The court charged the jury: "If you believe, beyond a reasonable doubt, that the defendant did, in this county, on or about the time alleged in the bill of indictment or at any time within four years prior to the return of this indictment into court by the grand jury, distill, manufacture and make alcoholic liquors, whisky, spirituous liquors, and rum, or was present at the scene of such making, distilling, or manufacturing of any alcoholic liquors, spirituous liquors, whisky and rum, then I charge you, you will be authorized to find the defendant guilty as charged." The defendant objects to this excerpt on the ground that mere presence at the scene of distilling the prohibited liquor does not authorize a conviction, and that the charge so states. The solicitor-general admits that this part of the charge would seem to intimate that the mere presence of the defendant at the scene of the making of such prohibited liquors would authorize conviction and would be error, but he contends that the excerpt had been preceded by a full explanation of the circumstances under which the defendant could be convicted.
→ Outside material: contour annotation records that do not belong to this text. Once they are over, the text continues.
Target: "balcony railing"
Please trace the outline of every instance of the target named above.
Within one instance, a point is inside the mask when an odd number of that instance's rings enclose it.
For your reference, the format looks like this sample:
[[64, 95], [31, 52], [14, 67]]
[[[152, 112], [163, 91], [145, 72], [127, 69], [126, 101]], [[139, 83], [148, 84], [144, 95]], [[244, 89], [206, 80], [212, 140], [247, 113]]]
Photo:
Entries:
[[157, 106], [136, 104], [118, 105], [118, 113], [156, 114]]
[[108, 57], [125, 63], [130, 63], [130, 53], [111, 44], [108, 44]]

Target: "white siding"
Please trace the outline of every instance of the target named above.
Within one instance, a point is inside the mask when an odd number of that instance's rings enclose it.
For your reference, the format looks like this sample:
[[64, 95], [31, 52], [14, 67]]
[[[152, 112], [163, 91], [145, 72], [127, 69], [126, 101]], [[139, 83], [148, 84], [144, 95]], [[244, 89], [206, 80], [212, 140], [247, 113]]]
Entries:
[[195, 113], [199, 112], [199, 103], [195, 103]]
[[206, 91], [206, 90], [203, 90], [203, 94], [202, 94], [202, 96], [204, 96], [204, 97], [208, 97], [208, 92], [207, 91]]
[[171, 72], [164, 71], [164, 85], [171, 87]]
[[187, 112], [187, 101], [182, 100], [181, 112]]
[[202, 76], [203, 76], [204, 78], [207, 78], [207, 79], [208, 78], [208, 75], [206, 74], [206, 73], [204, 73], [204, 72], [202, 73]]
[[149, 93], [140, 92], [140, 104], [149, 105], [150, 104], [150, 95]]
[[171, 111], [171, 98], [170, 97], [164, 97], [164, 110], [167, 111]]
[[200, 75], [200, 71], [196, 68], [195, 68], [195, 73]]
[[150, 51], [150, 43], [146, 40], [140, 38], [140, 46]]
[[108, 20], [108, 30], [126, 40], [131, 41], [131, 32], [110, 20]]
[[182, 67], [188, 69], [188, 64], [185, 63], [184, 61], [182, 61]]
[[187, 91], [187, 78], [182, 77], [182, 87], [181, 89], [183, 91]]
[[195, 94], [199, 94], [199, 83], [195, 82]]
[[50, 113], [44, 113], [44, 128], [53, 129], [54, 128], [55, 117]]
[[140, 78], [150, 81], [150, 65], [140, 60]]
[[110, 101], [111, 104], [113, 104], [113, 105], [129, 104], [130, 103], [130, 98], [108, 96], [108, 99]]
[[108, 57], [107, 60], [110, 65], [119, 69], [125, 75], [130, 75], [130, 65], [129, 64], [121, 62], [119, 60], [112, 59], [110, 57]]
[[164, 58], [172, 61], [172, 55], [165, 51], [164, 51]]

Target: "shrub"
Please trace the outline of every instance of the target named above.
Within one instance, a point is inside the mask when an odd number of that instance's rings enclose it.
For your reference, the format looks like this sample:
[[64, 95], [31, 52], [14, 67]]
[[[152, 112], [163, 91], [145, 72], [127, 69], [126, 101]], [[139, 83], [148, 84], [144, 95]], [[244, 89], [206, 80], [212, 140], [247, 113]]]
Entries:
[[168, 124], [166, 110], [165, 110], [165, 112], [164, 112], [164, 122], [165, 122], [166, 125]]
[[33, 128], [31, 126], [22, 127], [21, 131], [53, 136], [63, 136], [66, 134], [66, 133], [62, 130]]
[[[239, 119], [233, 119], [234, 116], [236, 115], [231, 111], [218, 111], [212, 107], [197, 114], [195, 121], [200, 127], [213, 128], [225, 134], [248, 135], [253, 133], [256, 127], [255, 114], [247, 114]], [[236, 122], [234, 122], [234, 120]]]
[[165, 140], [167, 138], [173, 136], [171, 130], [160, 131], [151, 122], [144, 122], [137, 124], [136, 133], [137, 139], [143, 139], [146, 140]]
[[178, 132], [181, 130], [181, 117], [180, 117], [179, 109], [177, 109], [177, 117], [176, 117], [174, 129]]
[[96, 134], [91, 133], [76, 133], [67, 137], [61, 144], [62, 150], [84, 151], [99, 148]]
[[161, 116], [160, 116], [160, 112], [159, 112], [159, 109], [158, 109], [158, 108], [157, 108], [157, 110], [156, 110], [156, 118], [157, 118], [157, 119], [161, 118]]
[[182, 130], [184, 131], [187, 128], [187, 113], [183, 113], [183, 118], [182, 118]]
He further contends that "it is apparent that, at most, in the paragraph complained of, which was merely a summation or recapitulation of the charge as a whole, the court inadvertently omitted the words `aiding and abetting' after the words `was present.'" The only other part of the charge which referred concretely to the essential elements which were necessary to be proved by the State in order to convict the defendant of making the prohibited liquors was the following which had previously been given: "I charge you, gentlemen of the jury, that a person may commit a crime by himself or in connection with some other person. So you look to the evidence in this case, gentlemen of the jury, and see whether or not the defendant himself worked at the still or whether any one else did, who was working for him or employed by him, and if you should find that some one else was there working for him and employed by him I charge you the acts of one would be the acts of the other, subject to the instructions I have already given you in charge dealing with the law of accomplices."
The defendant's statement was that he had inadvertently just come up to where the still was in operation when the officers appeared; that he knew nothing about it and had no connection with it. It is true that the court defined an accomplice as "one who is present at the commission of crime, aiding and abetting in the commission thereof, or who participated therein," and charged as to the weight to be given the testimony of the accomplice; but this part of the charge was merely referring to an accomplice and giving the adjective part of the law, which was the rule, as it relates to the accomplice, by which the substantive law was to be administered, as opposed to the substantive law itself which is the part of the law the courts were established to enforce. The charge as a whole was not sufficient to convey the meaning and application of the principle that the defendant would not be guilty if he was merely present at the still; and the excerpt was not only error but was harmful and prejudicial. The judgment of the lower court must be
Reversed. Broyles, C. J., and Gardner, J., concur.